As the creators and sharers of this data set, we are unable to offer any dedicated support or assistance in working with or analysing the data. We do not commit to responding to inquiries, fixing issues, or providing additional documentation or guidance related to this data set. Should you encounter any challenges or have questions, we recommend referring to the existing documentation.

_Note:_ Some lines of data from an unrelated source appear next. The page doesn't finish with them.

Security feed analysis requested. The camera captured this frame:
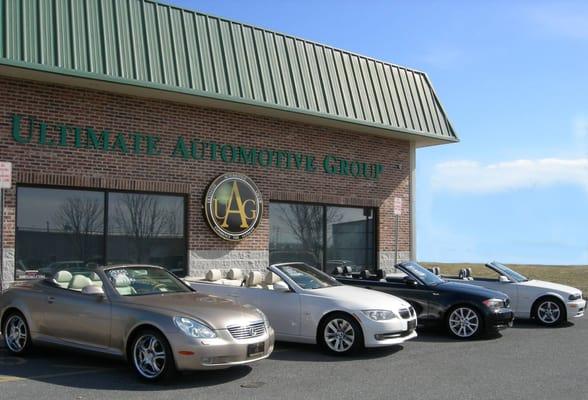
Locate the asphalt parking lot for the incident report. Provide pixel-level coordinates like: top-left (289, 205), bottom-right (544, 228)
top-left (0, 318), bottom-right (588, 400)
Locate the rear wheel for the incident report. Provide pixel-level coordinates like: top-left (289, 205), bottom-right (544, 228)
top-left (131, 329), bottom-right (176, 382)
top-left (447, 305), bottom-right (482, 339)
top-left (318, 314), bottom-right (363, 355)
top-left (2, 312), bottom-right (31, 355)
top-left (533, 297), bottom-right (565, 326)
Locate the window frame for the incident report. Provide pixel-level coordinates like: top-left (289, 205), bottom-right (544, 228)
top-left (13, 183), bottom-right (190, 281)
top-left (268, 199), bottom-right (380, 273)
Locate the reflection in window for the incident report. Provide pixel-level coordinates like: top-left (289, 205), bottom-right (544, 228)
top-left (270, 203), bottom-right (324, 268)
top-left (270, 202), bottom-right (376, 273)
top-left (327, 207), bottom-right (375, 273)
top-left (15, 187), bottom-right (186, 279)
top-left (16, 187), bottom-right (104, 279)
top-left (106, 193), bottom-right (186, 275)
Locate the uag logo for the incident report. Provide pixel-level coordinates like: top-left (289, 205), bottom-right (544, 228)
top-left (204, 172), bottom-right (263, 240)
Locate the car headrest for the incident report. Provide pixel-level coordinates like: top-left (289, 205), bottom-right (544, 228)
top-left (263, 271), bottom-right (282, 285)
top-left (54, 271), bottom-right (72, 283)
top-left (68, 275), bottom-right (92, 290)
top-left (247, 271), bottom-right (263, 287)
top-left (227, 268), bottom-right (243, 281)
top-left (205, 269), bottom-right (222, 282)
top-left (114, 274), bottom-right (131, 288)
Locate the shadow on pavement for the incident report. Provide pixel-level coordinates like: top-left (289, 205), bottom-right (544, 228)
top-left (0, 347), bottom-right (252, 391)
top-left (270, 342), bottom-right (404, 362)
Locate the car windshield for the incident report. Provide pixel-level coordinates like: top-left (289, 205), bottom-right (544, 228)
top-left (488, 261), bottom-right (529, 282)
top-left (105, 266), bottom-right (190, 296)
top-left (277, 264), bottom-right (341, 289)
top-left (400, 262), bottom-right (445, 286)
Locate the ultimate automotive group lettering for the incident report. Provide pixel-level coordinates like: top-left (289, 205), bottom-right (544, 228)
top-left (11, 114), bottom-right (384, 180)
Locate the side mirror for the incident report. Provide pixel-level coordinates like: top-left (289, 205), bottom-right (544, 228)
top-left (82, 285), bottom-right (105, 300)
top-left (274, 281), bottom-right (290, 292)
top-left (402, 276), bottom-right (418, 286)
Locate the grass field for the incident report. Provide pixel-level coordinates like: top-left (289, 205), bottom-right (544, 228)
top-left (420, 262), bottom-right (588, 297)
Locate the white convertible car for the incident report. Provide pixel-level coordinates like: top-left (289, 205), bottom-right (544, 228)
top-left (190, 263), bottom-right (417, 354)
top-left (445, 261), bottom-right (586, 326)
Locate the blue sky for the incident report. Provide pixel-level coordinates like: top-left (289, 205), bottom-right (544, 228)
top-left (168, 0), bottom-right (588, 264)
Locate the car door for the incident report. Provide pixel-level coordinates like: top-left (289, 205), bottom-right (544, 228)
top-left (44, 287), bottom-right (111, 348)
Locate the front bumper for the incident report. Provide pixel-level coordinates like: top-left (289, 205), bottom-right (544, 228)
top-left (566, 299), bottom-right (586, 319)
top-left (167, 326), bottom-right (275, 371)
top-left (486, 308), bottom-right (514, 330)
top-left (354, 312), bottom-right (417, 347)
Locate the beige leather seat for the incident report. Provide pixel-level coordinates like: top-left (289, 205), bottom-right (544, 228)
top-left (114, 274), bottom-right (137, 296)
top-left (204, 269), bottom-right (222, 282)
top-left (90, 272), bottom-right (102, 287)
top-left (67, 275), bottom-right (92, 292)
top-left (263, 271), bottom-right (282, 290)
top-left (247, 271), bottom-right (263, 289)
top-left (53, 271), bottom-right (72, 289)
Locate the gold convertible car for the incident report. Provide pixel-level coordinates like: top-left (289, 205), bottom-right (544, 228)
top-left (0, 265), bottom-right (274, 381)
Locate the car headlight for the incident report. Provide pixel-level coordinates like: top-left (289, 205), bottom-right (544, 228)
top-left (174, 317), bottom-right (216, 339)
top-left (482, 299), bottom-right (506, 311)
top-left (362, 310), bottom-right (398, 321)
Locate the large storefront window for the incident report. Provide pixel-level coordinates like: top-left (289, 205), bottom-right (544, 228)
top-left (16, 187), bottom-right (186, 279)
top-left (270, 202), bottom-right (376, 273)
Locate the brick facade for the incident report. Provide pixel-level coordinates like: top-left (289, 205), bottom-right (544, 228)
top-left (0, 77), bottom-right (411, 286)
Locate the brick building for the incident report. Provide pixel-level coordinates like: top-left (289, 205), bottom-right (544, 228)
top-left (0, 0), bottom-right (457, 287)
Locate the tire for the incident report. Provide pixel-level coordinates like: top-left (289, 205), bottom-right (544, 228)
top-left (129, 329), bottom-right (176, 382)
top-left (317, 313), bottom-right (363, 356)
top-left (533, 297), bottom-right (567, 326)
top-left (445, 305), bottom-right (484, 340)
top-left (2, 311), bottom-right (32, 356)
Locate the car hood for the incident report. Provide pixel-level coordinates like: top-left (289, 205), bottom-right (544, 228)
top-left (124, 292), bottom-right (262, 329)
top-left (307, 285), bottom-right (410, 311)
top-left (433, 281), bottom-right (508, 300)
top-left (517, 279), bottom-right (581, 294)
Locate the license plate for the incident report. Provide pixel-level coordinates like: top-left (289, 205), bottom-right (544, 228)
top-left (407, 319), bottom-right (416, 331)
top-left (247, 342), bottom-right (265, 357)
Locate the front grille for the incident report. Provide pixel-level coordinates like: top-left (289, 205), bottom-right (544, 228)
top-left (227, 321), bottom-right (265, 339)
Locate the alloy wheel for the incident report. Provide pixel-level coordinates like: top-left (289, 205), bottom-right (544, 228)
top-left (537, 300), bottom-right (561, 325)
top-left (449, 307), bottom-right (480, 338)
top-left (324, 318), bottom-right (355, 353)
top-left (4, 315), bottom-right (29, 353)
top-left (133, 334), bottom-right (166, 379)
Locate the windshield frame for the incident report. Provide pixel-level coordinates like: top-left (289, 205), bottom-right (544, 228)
top-left (269, 262), bottom-right (343, 290)
top-left (396, 261), bottom-right (447, 287)
top-left (486, 261), bottom-right (529, 283)
top-left (102, 265), bottom-right (195, 298)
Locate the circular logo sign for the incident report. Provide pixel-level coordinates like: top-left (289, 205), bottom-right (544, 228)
top-left (204, 172), bottom-right (263, 240)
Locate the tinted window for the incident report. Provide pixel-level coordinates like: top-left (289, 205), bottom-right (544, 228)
top-left (16, 187), bottom-right (104, 279)
top-left (106, 193), bottom-right (186, 275)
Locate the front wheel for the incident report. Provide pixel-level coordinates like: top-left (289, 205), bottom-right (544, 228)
top-left (131, 330), bottom-right (176, 382)
top-left (447, 306), bottom-right (482, 339)
top-left (318, 314), bottom-right (363, 355)
top-left (2, 312), bottom-right (31, 356)
top-left (534, 298), bottom-right (565, 326)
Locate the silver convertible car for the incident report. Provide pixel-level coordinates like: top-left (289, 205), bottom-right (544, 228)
top-left (0, 265), bottom-right (274, 381)
top-left (191, 263), bottom-right (417, 354)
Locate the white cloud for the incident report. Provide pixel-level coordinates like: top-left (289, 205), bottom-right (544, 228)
top-left (432, 158), bottom-right (588, 193)
top-left (526, 3), bottom-right (588, 39)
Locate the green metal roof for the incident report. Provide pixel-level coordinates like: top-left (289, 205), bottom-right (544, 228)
top-left (0, 0), bottom-right (457, 142)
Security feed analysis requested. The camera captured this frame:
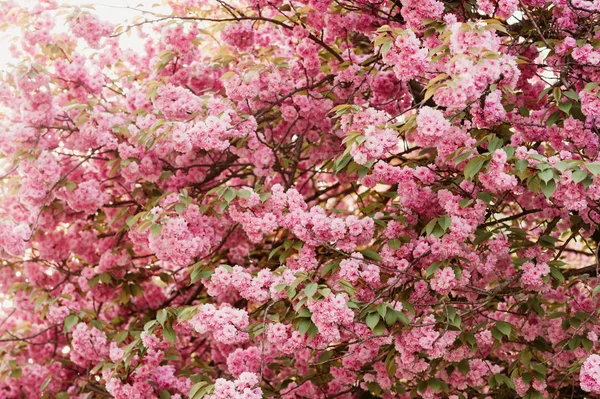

Authors and acknowledgement
The generated data sets are created by:
- REDVID: Uraz Odyurt - University of Twente; Nikhef
- TrackML reductions: Nadezhda Dobreva - Radboud University
The collaborating team includes:
- Sascha Caron - Radboud University; Nikhef
- Antonio Ferrer Sánchez - University of Valencia
- José D. Martín-Guerrero - University of Valencia
- Roberto Ruiz de Aurtri Bazan - University of Valencia
- Zef Wolffs - University of Amsterdam; Nikhef
- Yue Zhao - SURF
Licence
The data set is licenced under the Creative Commons Attribution 4.0 International License (CC-BY-4.0), which permits unrestricted use, distribution, and reproduction in any medium, provided the original work is properly cited, as shown above.
If you have any questions regarding the licence or usage of the data set, please contact the authors.
Note: The licence applies only to the data set itself and not to any third-party content or software that may be included with the data set. Please review any licences or terms of use associated with those components separately.